HY-World-2.0 / DOCUMENTATION.md
ZhenweiWang's picture
Update DOCUMENTATION.md
af597e9 verified

HunyuanWorld 2.0 β€” Documentation

This document provides detailed usage guides, parameter references, and output format specifications for each component of HunyuanWorld 2.0.

Table of Contents


WorldMirror 2.0 (World Reconstruction)

Overview

WorldMirror 2.0 is a unified feed-forward model for comprehensive 3D geometric prediction from multi-view images or video. It simultaneously generates:

  • 3D point clouds in world coordinates
  • Per-view depth maps in camera frame
  • Surface normals in camera coordinates
  • Camera poses (c2w) and intrinsics
  • 3D Gaussian Splatting attributes (means, scales, rotations, opacities, SH coefficients)

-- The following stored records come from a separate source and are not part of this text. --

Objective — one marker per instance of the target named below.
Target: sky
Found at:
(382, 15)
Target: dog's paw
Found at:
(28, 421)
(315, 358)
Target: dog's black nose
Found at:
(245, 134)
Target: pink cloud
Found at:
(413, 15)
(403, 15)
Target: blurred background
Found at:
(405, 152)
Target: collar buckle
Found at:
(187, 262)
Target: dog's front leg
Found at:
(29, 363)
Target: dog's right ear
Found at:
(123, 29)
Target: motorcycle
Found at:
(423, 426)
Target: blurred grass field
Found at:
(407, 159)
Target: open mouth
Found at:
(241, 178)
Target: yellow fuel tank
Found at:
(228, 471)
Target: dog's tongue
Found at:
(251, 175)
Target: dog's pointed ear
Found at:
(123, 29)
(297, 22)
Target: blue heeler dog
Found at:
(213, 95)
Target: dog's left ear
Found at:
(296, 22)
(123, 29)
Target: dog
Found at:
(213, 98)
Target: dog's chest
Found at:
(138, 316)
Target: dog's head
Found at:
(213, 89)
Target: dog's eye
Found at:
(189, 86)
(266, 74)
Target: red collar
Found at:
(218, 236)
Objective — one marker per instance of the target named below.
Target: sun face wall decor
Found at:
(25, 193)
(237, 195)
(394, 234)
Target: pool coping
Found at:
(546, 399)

Key improvements over WorldMirror 1.0:

  • Normalized RoPE for flexible resolution inference
  • Depth mask prediction for robust invalid pixel handling
  • Sequence Parallel + FSDP + BF16 for efficient multi-GPU inference

Python API

WorldMirrorPipeline.from_pretrained

Factory method to load the model and create a pipeline instance.

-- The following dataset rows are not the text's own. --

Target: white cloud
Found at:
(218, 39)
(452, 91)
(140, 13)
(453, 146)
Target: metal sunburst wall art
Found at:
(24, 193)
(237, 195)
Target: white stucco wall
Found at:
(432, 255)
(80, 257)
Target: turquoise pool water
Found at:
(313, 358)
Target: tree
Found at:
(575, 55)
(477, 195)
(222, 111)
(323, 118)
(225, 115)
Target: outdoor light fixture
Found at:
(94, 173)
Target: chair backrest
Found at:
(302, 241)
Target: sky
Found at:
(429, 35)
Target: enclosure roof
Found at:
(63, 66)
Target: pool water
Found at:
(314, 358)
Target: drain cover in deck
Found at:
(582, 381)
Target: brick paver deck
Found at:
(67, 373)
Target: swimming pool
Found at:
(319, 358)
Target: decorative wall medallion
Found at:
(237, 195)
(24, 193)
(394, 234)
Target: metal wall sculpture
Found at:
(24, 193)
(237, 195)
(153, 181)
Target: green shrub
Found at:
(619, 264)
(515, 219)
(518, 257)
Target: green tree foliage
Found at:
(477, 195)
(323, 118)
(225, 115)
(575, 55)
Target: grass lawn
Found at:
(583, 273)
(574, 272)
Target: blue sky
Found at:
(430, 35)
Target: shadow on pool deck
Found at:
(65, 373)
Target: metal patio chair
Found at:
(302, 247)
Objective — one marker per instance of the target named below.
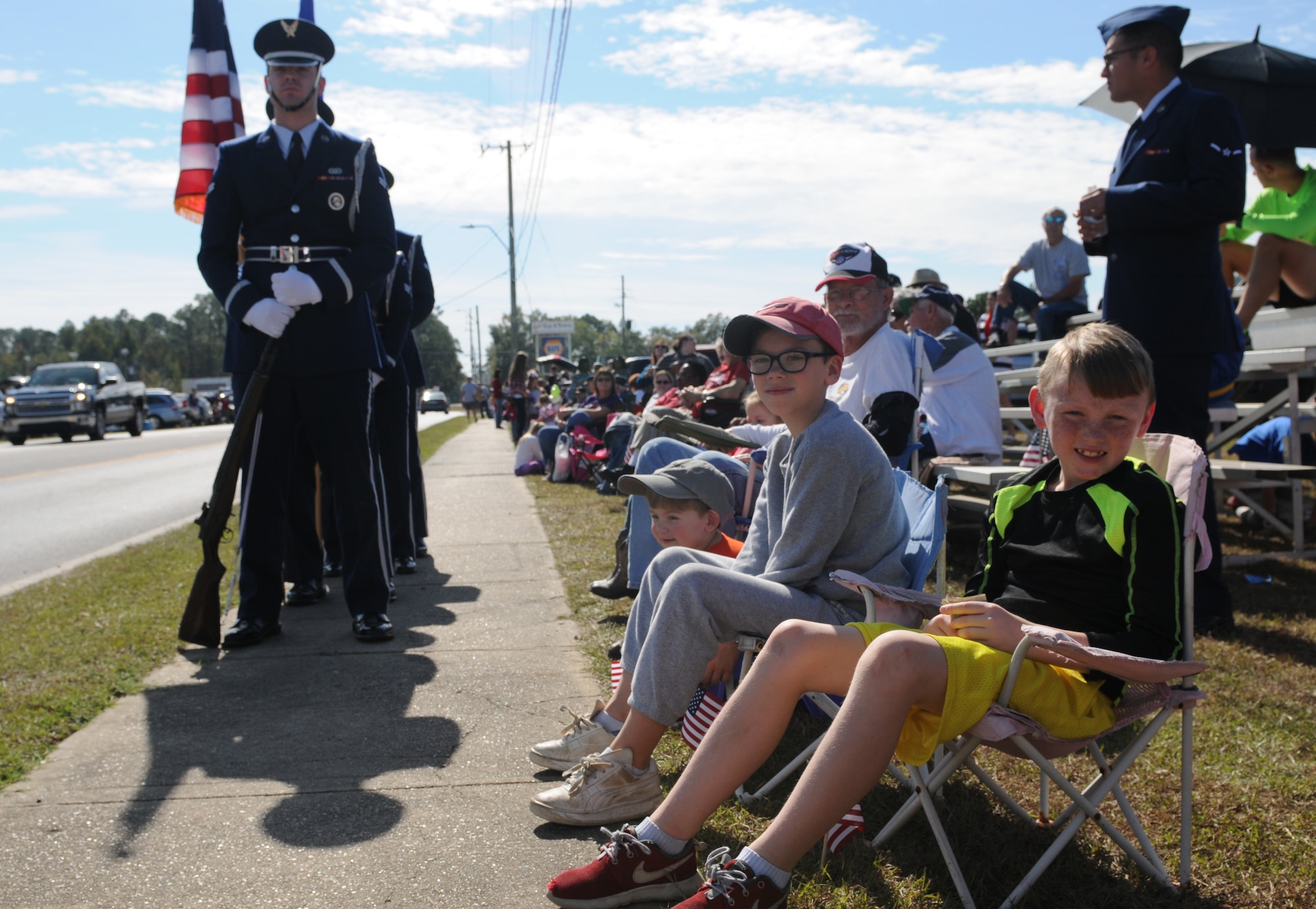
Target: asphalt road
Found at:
(63, 501)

from hyworld2.worldrecon.pipeline import WorldMirrorPipeline

pipeline = WorldMirrorPipeline.from_pretrained(
    pretrained_model_name_or_path="tencent/HY-World-2.0",
    subfolder="HY-WorldMirror-2.0",
    config_path=None,
    ckpt_path=None,
    use_fsdp=False,
    enable_bf16=False,
    fsdp_cpu_offload=False,
    disable_heads=None,
)
Parameter Type Default Description
pretrained_model_name_or_path str "tencent/HY-World-2.0" HuggingFace repo ID or local path
subfolder str "HY-WorldMirror-2.0" Subfolder inside the repo containing WorldMirror checkpoint (model.safetensors + config)
config_path str None Training config YAML (used with ckpt_path for custom checkpoints)
ckpt_path str None Checkpoint file (.ckpt / .safetensors). When provided with config_path, loads model from local checkpoint instead of HuggingFace
use_fsdp bool False Shard parameters across GPUs via Fully Sharded Data Parallel
enable_bf16 bool False Use bfloat16 precision (except numerically critical layers)
fsdp_cpu_offload bool False Offload FSDP parameters to CPU (saves GPU memory at the cost of speed)
disable_heads list[str] None Heads to disable and free from memory. Options: "camera", "depth", "normal", "points", "gs"

Notes:

  • Distributed mode is auto-detected from WORLD_SIZE environment variable (set by torchrun).
  • When using multi-GPU, each rank must call from_pretrained β€” the method handles dist.init_process_group internally.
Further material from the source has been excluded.